= Junge Wilde =

German-language term

The term Junge Wilde (German for "young wild ones") was originally applied to trends within the art world, and was only later used with reference to politics. At present, the term is used by German-language journalists to describe any group within a tradition that seeks to undermine established authority.

==Artistic movement==
In 1978, the Junge Wilde painting style arose in the German-speaking world in opposition to established avant garde, minimal art and conceptual art. It was linked to the similar Transavanguardia movement in Italy, the US (neo-expressionism) and France (Figuration Libre). The Junge Wilde artists painted their expressive paintings in bright, intense colors and with quick, broad brushstrokes, influenced by a professor at the Academy of Arts, Berlin, Karl Horst Hödicke (b. 1938).

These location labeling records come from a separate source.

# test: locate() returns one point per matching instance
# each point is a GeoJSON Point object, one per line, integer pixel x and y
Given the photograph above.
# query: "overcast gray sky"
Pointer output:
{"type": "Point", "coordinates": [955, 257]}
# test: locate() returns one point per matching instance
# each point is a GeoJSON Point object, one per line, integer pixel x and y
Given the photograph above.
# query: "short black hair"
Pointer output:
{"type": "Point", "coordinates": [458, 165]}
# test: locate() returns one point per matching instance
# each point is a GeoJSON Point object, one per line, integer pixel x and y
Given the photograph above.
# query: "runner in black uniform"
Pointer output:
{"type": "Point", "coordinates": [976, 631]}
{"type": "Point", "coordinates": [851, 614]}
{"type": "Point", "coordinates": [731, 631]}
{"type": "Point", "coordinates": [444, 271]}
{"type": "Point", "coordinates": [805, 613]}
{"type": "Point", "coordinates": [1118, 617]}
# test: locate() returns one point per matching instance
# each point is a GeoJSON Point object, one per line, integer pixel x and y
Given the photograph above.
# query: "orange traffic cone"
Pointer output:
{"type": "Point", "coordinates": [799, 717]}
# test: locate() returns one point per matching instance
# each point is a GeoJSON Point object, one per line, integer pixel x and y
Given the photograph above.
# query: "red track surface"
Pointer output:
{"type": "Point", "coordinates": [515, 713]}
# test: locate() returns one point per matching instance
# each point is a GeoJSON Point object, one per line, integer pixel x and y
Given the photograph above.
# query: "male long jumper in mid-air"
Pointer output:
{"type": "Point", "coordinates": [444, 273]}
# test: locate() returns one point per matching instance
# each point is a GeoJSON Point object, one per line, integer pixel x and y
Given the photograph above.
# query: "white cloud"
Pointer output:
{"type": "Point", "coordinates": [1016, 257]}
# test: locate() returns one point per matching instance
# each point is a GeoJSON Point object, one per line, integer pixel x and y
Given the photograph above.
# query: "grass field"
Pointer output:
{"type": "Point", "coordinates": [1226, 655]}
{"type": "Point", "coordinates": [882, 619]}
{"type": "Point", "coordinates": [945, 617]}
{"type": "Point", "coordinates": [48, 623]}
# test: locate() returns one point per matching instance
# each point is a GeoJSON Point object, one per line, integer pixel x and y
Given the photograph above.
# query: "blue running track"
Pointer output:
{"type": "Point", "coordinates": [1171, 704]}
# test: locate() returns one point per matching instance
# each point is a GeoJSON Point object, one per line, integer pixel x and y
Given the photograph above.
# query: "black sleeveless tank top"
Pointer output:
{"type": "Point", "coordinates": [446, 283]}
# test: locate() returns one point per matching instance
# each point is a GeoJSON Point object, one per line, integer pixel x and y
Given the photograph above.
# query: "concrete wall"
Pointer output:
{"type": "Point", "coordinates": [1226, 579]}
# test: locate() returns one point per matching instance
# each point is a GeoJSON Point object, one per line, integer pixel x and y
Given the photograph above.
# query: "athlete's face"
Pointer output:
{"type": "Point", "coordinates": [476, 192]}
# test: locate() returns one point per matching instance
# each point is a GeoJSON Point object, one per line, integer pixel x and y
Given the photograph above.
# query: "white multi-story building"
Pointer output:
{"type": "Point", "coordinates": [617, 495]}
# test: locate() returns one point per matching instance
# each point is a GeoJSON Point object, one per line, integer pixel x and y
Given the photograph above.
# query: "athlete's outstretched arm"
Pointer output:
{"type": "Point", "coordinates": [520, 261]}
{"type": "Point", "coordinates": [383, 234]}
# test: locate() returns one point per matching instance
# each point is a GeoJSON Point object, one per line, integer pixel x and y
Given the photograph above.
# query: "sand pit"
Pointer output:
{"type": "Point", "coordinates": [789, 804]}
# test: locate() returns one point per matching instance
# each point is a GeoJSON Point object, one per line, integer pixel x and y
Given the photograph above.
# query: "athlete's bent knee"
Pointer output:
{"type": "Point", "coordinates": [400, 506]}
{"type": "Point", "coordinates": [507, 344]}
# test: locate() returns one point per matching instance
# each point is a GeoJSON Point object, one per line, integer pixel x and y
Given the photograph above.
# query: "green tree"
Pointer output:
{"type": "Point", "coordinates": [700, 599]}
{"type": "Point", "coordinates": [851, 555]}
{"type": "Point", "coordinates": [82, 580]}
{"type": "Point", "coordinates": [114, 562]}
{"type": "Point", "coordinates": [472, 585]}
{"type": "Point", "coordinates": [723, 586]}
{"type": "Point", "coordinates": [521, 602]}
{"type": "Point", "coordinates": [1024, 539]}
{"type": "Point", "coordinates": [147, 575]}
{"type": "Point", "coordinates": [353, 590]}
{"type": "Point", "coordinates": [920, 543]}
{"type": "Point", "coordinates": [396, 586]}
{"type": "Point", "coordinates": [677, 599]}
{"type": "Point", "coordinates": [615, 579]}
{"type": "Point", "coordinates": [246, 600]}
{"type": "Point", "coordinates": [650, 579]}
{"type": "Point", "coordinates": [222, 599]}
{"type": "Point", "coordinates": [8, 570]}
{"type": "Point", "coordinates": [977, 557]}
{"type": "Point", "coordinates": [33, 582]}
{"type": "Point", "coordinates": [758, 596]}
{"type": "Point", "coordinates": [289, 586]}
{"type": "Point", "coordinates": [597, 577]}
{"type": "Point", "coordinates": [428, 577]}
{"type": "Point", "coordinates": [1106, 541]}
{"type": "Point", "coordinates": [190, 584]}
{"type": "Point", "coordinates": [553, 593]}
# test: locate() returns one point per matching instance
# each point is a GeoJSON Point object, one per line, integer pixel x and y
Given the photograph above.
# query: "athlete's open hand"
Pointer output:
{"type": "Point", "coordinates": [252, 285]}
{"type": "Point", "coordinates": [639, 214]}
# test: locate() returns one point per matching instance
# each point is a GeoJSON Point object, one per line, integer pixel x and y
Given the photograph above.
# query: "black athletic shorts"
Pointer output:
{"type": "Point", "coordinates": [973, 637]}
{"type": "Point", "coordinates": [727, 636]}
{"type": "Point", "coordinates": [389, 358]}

They were sometimes called Neue Wilde.

===Influential artists===
- Austria: Siegfried Anzinger, Erwin Bohatsch, Herbert Brandl, Gunter Damisch, Hubert Scheibl, Hubert Schmalix, G.L. Gabriel-Thieler
- Denmark: Berit Heggenhougen-Jensen, Nina Sten-Knudsen
- Germany:
  - Berlin: Luciano Castelli, Rainer Fetting, Andreas Walther, Helmut Middendorf, Salomé, Bernd Zimmer, Elvira Bach, Peter Robert Keil
  - Cologne: Hans Peter Adamski, Peter Bömmels, Walter Dahn, Jiri Georg Dokoupil, Leiko Ikemura, Gerard Kever, Gerhard Naschberger, Volker Tannert, Elias Maria Reti, Stefan Szczesny
  - Dresden: A. R. Penck
  - Düsseldorf: Moritz Reichelt, Jörg Immendorff, Albert Oehlen, Markus Oehlen, Martin Kippenberger, Markus Lüpertz, Werner Büttner, Horst Gläsker, Peter Angermann
  - Karlsruhe: Bernd Erich Gall
- Switzerland: Martin Disler
- Montreal, Quebec, Canada: Cesare Oliva

==Later usage==
The term Junge Wilde began to be used by the media in the 1990s with reference to a certain group of politicians who bucked party leadership to make their names. It was first used with reference to the German CDU party (particularly against Helmut Kohl).

Since then the term has also been applied to members of other parties.